Consider a healthcare example. IBM and the University of Ontario Institute of Technology (UOIT) are using an IBM stream computing product, InfoSphere Streams, to help doctors detect subtle changes in the condition of critically ill premature babies.  The software ingests a constant stream of biomedical data, such as heart rate and respiration, along with clinical information about the babies.  Monitoring premature babies as a patient group is especially important because certain life-threatening conditions, such as infection, may be detected up to 24 hours in advance by observing changes in physiological data streams. The biomedical data produced by numerous medical instruments cannot be monitored constantly nor can a never-ending stream of values for multiple patients be stored long term.

But the stream of healthcare data can be constantly monitored with a stream computing solution. As such, many types of early diagnoses can be made that would take medical professionals much longer to make. For example, a rhythmic heartbeat can indicate problems (like infections); a normal heartbeat is more variable. Analyzing an ECG stream can highlight this pattern and alert medical professionals to a problem that might otherwise go undetected for a long period.
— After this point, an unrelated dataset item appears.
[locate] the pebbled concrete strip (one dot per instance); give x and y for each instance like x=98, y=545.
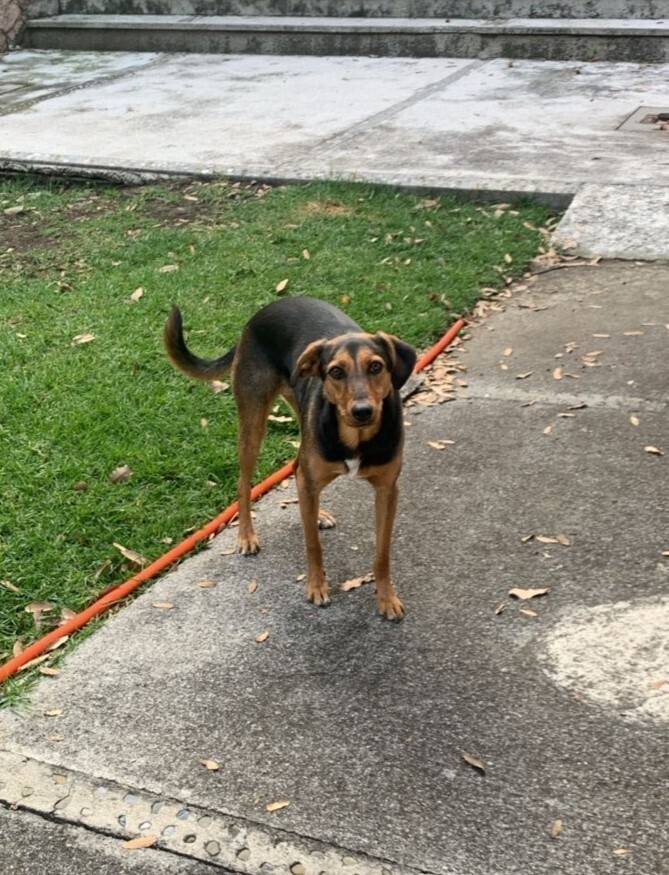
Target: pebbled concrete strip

Detecting the problem early can allow doctors to treat an infection before it causes great harm.

A stream computing application can get quite complex. Continuous applications, composed of individual operators, can be interconnected and operate on multiple data streams. Again, think about the healthcare example. There can be multiple streams (blood pressure, heart, temperature, etc.), from multiple patients (because infections travel from patient to patient), having multiple diagnoses.

Consider a second example: law enforcement. A stream computing application can monitor a stream of video data produced by a surveillance camera. Much of the stream will not be interesting. It becomes interesting when a person shows up in the video. The stream computing application can constantly analyzing the video stream, performing scene detection and face identification. When something "interesting" is found, that section of video can be captured and retained. And the face might even be matched automatically against a database of known criminals.

As mentioned earlier, the IBM product for stream computing is called InfoSphere Streams. It runs on xSeries blades (up to 125 x86 blades) using Linux. It is based on three main abstractions: the stream - bit pipes of data which can be subscribed to; operators - analytical calculation processors; and topology - the integration of streams to operators.

The data streams into the system, which is built as a series of progressing, cascading steps. Each step progressively refines the analysis looking for information, patterns, trends, and diagnoses. IBM's stream computing offerings and research is the result of more than 20 years of IBM information management expertise, 5 years of development by IBM Research, and more than 200 patents.

The ability to process millions of data points per second and perform advanced analytics on the data stream can help to usher in a shift in the way we manage and deal with vast amounts of data.

Not all data can be, or even needs to be, persisted in a database. The future is here and it might be time for us to re-think the way we do business ... by joining the stream.